Saturday morning, Will & Shobey woke up fairly early and we decided to do a trail run at the hefner trails. I love it there, Shoba is still excited that it's getting to that time of the year where we run in the woods so it takes a little patience once he gets the hang of it, it's awesome and I've ran up to 5 miles with him, but right now we are at two and half. After our run, we drove home with the windows down and then enjoyed the rest of our day making phone calls and going over some paperwork out on our patio. That evening Will and I started some wedding projects, it was pretty neat and I was pumped that the project was working out just like I had hoped. I made a run to CVS to print a few photos off and added them to my running wall section of the guest bedroom. Bedtime came early as I had planned to get up early the next morning.
handsome beer drinkin, craftin' man
I was up super early on Sunday but I hadn't thought my plans through thoroughly so I didn't get everything done in the order I had hoped, however, I was able to get the cheese platter ready and looking presentable for Emily's wedding shower. I was the first of five at the venue location which is actually crazy because I'm usually never on time, but I am getting better. (that's me tooting my own horn about timing ha, if you only knew how bad I used to be... ) The shower was lovely as was the bride who showed up in a little white dress with fantastic shoes looking hot as hell. The decor and the venue turned out to be very rustic shabby chic and Emily got showered with great gifts and love from her people. I love to see people be loved, so it was nice to watch a group of women watch her open her gifts, mingle with her and brighten her smile with their presence. It's a an exciting time for her and it's just nice to be able to see her take in all the wedding bliss, others happy makes life that much more beautiful to me! xo
Super cute J & E that Michele made
Sunday evening, I don't know if something just didn't set well with my stomach or if I was just feeling a little emotionally exhausted about a particular situation that I have been trying to stay positive about. It's just hard with my emotions still being raw and trying to swallow the reality that some things may never change and this is how things could be for a very long time. It's hard when a subject is brought up or being questioned about a particular situation. I feel that others question me because they truly believe I am not a good person, to me that's hurtful. Usually with me, if I'm not talking about something openly it's because I'm still trying to digest the truth of it myself. It's definitely hard when I feel I have to defend myself or have to discuss it with others who do not know me well.
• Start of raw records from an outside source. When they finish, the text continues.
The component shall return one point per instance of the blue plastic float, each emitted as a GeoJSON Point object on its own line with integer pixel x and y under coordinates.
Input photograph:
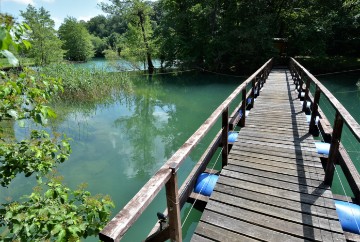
{"type": "Point", "coordinates": [308, 103]}
{"type": "Point", "coordinates": [322, 148]}
{"type": "Point", "coordinates": [232, 136]}
{"type": "Point", "coordinates": [349, 216]}
{"type": "Point", "coordinates": [308, 117]}
{"type": "Point", "coordinates": [246, 113]}
{"type": "Point", "coordinates": [205, 183]}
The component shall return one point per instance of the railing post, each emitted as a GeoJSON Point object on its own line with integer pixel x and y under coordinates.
{"type": "Point", "coordinates": [225, 131]}
{"type": "Point", "coordinates": [334, 149]}
{"type": "Point", "coordinates": [301, 82]}
{"type": "Point", "coordinates": [258, 86]}
{"type": "Point", "coordinates": [252, 92]}
{"type": "Point", "coordinates": [306, 97]}
{"type": "Point", "coordinates": [314, 112]}
{"type": "Point", "coordinates": [243, 107]}
{"type": "Point", "coordinates": [173, 205]}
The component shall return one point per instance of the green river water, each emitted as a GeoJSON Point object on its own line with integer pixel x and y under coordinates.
{"type": "Point", "coordinates": [120, 143]}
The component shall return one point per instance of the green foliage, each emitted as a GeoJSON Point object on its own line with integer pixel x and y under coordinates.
{"type": "Point", "coordinates": [138, 43]}
{"type": "Point", "coordinates": [57, 213]}
{"type": "Point", "coordinates": [76, 40]}
{"type": "Point", "coordinates": [99, 45]}
{"type": "Point", "coordinates": [12, 37]}
{"type": "Point", "coordinates": [38, 154]}
{"type": "Point", "coordinates": [46, 46]}
{"type": "Point", "coordinates": [87, 83]}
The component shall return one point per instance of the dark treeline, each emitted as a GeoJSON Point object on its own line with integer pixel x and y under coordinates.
{"type": "Point", "coordinates": [227, 35]}
{"type": "Point", "coordinates": [219, 35]}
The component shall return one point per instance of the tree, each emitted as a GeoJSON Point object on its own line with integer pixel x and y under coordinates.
{"type": "Point", "coordinates": [46, 46]}
{"type": "Point", "coordinates": [76, 40]}
{"type": "Point", "coordinates": [220, 35]}
{"type": "Point", "coordinates": [139, 42]}
{"type": "Point", "coordinates": [98, 26]}
{"type": "Point", "coordinates": [58, 211]}
{"type": "Point", "coordinates": [99, 45]}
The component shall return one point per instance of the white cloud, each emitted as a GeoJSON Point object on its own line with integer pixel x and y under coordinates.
{"type": "Point", "coordinates": [58, 22]}
{"type": "Point", "coordinates": [85, 18]}
{"type": "Point", "coordinates": [25, 2]}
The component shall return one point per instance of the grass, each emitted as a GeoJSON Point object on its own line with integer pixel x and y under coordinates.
{"type": "Point", "coordinates": [87, 84]}
{"type": "Point", "coordinates": [4, 64]}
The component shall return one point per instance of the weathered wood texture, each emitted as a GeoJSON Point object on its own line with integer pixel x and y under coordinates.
{"type": "Point", "coordinates": [272, 188]}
It's also hard for me to share personal things with people who do not know the real me, and I think unfortunately others judge me on situations they do not have any idea about. I worry that others ask questions when it's not necessary. This results in others being unprepared for the answer I may give them. I feel that sometimes I don't go into detail because I don't think people are prepared for it, and it hurts me personally to rehash feelings/situations that are still new to me. I pray daily about this situation, my heart aches because of the people involved and the situation at hand. I also pray that I will not be misunderstood while dealing with these emotions. I pray for others, that they will not judge me based on something they do not know, that they will find it in their heart to think before speaking unkindly and search for the good before they assume bad. I pray that I will continue to stay positive and grounded in who I am as an individual when I fall under scrutiny from others. I pray a lot about this entire situation in more ways than you could believe. Anyway, Will decided that we should get in bed early and veg out and that would help ease the off vibes I was experiencing. I'm pretty sure I just fell right asleep. I am the person who sleeps when depressing feelings overwhelm me, I once slept so much that I had an old roommate ask if I was on drugs. Totally not the case, I just felt that sleep was the only way I could shut the thoughts off. It is always nice when he is beside me and I do recognize that he does try to show he's here for me. Think I'll keep him around ;)
Anyway, new day, new week, new month, new me?!? haha, just kidding, I'm still the same. Have a great week friends!